Collection : Imaginaires

Auteur : Armand Cabasson 

Date de sortie : 2008

Nbre de pages : 144

 

 

Lord Fauconberg commandait l'avant-garde des Yorkistes. On le vit lancer la majorité de ses troupes en avant. Des milliers d'archers, qui descendaient la pente, progressivement pour ne pas désorganiser leur formation, telle une lente avalanche. Les archers des deux autres lignes se joignaient à eux. Du côté lancastrien, on n'en croyait pas ses yeux ! L'ennemi, pourtant inférieur en nombre, abandonnait sa position dominante et osait venir défier celle de l'adversaire. Je voyais les visages s'illuminer, les lèvres bleuies par le froid laissaient échapper des ricanements ironiques, les meneurs s'adressaient des sourires... La bataille n'avait point commencé et, déjà, les Lancastriens criaient victoire. Ah, Fauconberg, tu seras dans mon chant ! Ma voix clamera qui tu étais et le clan n'oubliera jamais quel homme redoutable affronta Ingram MacEnnen ! Les soldats qui te manquaient, tu les remplaçais par des flocons...

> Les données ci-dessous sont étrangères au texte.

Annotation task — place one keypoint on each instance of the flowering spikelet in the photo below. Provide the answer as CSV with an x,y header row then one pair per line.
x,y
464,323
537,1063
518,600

Les deux lignes d'archers se retrouvèrent à portée de tir. Aussitôt, les volées se mirent à pleuvoir. Mais les Lancastriens étaient aveuglés par les flocons qu'ils recevaient dans les yeux et un violent vent contraire limitait la portée de leurs tirs. Les flèches touchaient peu les Yorkistes, tombant trop court ou avec trop peu de force pour percer systématiquement les brigandines et les tuniques matelassées. Sur les Lancastriens, en revanche... Les traits s'abattaient en sifflant, se fichant dans les poitrines, traversant les mains, crevant les yeux, perforant les gorges, faisant jaillir des gerbes écarlates des artères sectionnées, brisant les os... Les hommes tombaient de tous les côtés, en si grand nombre que le sol semblait trembler sous leurs pieds. Oui, seul un tremblement de terre les aurait renversés avec la même terrible efficacité. Les corps s'amoncelaient ; des flaques rouges imprégnaient la neige... Des brèches apparaissaient partout dans les lignes lancastriennes, s'étendaient, devenaient béantes, se changeaient en gouffre... Le vide les dévorait. Les archers yorkistes enchaînaient les volées meurtrières, vidant leurs carquois, ramassant les flèches ennemies tombées à leurs pieds et les retournant dans la gorge de leurs expéditeurs.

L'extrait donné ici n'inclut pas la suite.